Renewed Israel Assembled for Word and Table

Texts: Acts 2:42, 46-47; 5:42; 20:7-12

Days 59-61 in Around the Bible in Eighty Days.

The assembling of Israel at Mount Sinai and the renewal of Israel on the day of Pentecost are deeply connected.

  • At Sinai God inaugurated covenant with Israel, and on Pentecost God renewed covenant with Israel.
  • At Sinai God’s presence was revealed through lightning, thunder, and smoke, and on Pentecost it was revealed by wind, fire, and tongues.
  • At Sinai God came to dwell among Israel in the tabernacle, and on Pentecost God came to dwell in the hearts of Israel through the gift of the Holy Spirit.
  • At Sinai God gave the law through Moses, and on Pentecost God taught Israel through words uttered by the Spirit of God.
  • At Sinai Israel gathered to hear the word of God and sit at God’s table, and at Pentecost Israel gathered to listen to the apostle’s teaching and sit at table with Jesus.
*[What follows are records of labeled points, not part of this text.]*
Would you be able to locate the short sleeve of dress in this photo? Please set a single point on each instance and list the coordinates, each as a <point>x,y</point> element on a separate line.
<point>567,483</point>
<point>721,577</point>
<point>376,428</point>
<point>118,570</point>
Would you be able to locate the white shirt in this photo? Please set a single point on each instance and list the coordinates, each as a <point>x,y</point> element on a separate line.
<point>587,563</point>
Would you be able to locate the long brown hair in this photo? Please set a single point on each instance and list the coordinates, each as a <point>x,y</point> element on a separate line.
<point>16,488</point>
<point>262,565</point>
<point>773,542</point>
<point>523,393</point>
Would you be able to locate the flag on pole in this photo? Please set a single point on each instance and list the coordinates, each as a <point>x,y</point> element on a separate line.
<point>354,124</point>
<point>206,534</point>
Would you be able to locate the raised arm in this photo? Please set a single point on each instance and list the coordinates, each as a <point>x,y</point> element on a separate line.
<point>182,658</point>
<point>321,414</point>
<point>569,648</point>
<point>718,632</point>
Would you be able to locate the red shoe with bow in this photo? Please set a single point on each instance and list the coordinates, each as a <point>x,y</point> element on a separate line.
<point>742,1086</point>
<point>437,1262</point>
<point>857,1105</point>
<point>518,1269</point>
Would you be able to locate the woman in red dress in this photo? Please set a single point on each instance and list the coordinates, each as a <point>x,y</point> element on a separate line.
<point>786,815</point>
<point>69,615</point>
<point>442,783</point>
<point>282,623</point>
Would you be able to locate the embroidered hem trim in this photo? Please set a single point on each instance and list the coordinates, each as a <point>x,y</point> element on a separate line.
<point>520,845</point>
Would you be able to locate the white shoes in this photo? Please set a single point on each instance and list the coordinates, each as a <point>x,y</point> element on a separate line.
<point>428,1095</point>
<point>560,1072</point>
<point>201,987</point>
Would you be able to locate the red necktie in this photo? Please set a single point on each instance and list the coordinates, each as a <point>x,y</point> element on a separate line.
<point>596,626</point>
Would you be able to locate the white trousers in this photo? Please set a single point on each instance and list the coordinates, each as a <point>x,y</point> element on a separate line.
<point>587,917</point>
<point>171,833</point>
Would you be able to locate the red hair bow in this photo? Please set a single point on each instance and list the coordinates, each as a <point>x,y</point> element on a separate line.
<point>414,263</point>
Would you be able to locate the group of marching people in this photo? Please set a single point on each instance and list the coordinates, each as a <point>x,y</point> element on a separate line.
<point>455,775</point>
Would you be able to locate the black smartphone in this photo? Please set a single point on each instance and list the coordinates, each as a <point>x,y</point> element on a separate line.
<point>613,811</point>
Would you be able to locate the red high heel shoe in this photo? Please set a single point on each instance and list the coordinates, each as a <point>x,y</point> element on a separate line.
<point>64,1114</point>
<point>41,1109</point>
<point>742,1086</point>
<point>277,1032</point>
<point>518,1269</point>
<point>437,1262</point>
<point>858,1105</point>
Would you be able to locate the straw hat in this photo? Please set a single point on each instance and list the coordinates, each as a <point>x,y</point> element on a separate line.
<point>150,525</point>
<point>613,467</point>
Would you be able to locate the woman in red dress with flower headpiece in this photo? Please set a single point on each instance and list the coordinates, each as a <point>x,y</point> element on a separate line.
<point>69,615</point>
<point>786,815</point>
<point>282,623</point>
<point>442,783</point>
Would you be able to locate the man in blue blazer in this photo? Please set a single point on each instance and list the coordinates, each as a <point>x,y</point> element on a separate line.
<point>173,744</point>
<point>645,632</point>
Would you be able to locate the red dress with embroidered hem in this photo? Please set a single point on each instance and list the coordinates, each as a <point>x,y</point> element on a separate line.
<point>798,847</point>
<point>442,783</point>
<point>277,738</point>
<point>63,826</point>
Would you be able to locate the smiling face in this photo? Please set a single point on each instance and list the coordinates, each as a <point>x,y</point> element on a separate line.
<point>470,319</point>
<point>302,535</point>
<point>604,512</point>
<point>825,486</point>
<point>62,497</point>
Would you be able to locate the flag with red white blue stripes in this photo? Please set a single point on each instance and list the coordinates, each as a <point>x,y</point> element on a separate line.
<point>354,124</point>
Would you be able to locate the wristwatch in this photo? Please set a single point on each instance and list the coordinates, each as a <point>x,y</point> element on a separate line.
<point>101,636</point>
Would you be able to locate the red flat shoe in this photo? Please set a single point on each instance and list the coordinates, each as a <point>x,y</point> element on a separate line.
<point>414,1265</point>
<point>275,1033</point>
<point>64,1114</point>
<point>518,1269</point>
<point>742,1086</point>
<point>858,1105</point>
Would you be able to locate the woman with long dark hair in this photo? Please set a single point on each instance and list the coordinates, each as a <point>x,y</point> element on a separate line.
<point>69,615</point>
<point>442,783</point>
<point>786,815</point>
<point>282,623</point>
Acts 2:42 records that this newly assembled group of 3,000+ baptized believers devoted themselves to the teaching of the apostles and to fellowship, and that fellowship involved breaking bread and prayers. Instead of four separate and distinct items, I think it is two (teaching and fellowship) with the second identified by breaking bread and prayers.

When they listened to the apostles teaching in the temple, they gathered as a community. When they shared fellowship through breaking bread and prayers, they gathered as a community. Israel, in effect, assembled on Mt. Zion just as they had done at Mt. Sinai. The assembly of Israel is renewed as the assembly of the Messiah in whose name the 3,000 were baptized.

They gathered, however, as a large community at the temple for teaching and prayers, and they gathered as smaller communities in homes for the breaking of bread. Their assemblies were not all the same sort of thing. Rather, they assembled in different ways in order to experience different dimensions of the reality of the Spirit. Perhaps thousands gathered in the temple to listen to teaching and participate in the prayers of the temple, and then they gathered in small groups in homes to eat together as they continued to praise God in prayer.

The standard was the teaching of the apostles. They were with Jesus for forty days after his resurrection. Those were days when Jesus clarified his mission, spoke to them about the kingdom of God, and help them read the Hebrew Scriptures in the light of his own work. If we wonder what the teaching of the apostles looked like, we only need read the sermons in Acts (e.g., Peter’s sermon in Acts 3, or his summary to Cornelius in Acts 10). It was the story of Israel, Jesus, and the renewal of Israel.

As renewed Israel, they continued table practices. They ate together, and they ate in the presence of God. The Messiah is the host of the table. The Gospel of Luke identified the meaning of breaking bread. It is a meal hosted by the Messiah to give life and enjoy fellowship. It is a resurrection of meal because in the breaking of the bread the living Messiah is revealed.

When Paul and the community in Troas broke bread, they broke bread with a resurrected Eutyches. But they not only ate with Eutyches, they ate with the resurrected one himself. This was a table of the living Messiah, and the community gathered in the presence of the Messiah who hosts his own banquet.

The baptized community assembled to hear the word of the Lord, and they assembled to fellowship, which included the breaking of bread and prayers. This was a continuation of Israel’s own life with God which began with a “day of assembly” (Deuteronomy 9:10; 10:4; 18:16) and continued through the teaching of the law and eating at tables with God. The church, grafted into the tree of Israel, continues the same sort of practices: assembling, teaching, and table.

This is part of the process by which a community is formed, and in this case the formation of a community that embraces and participates in the mission of God.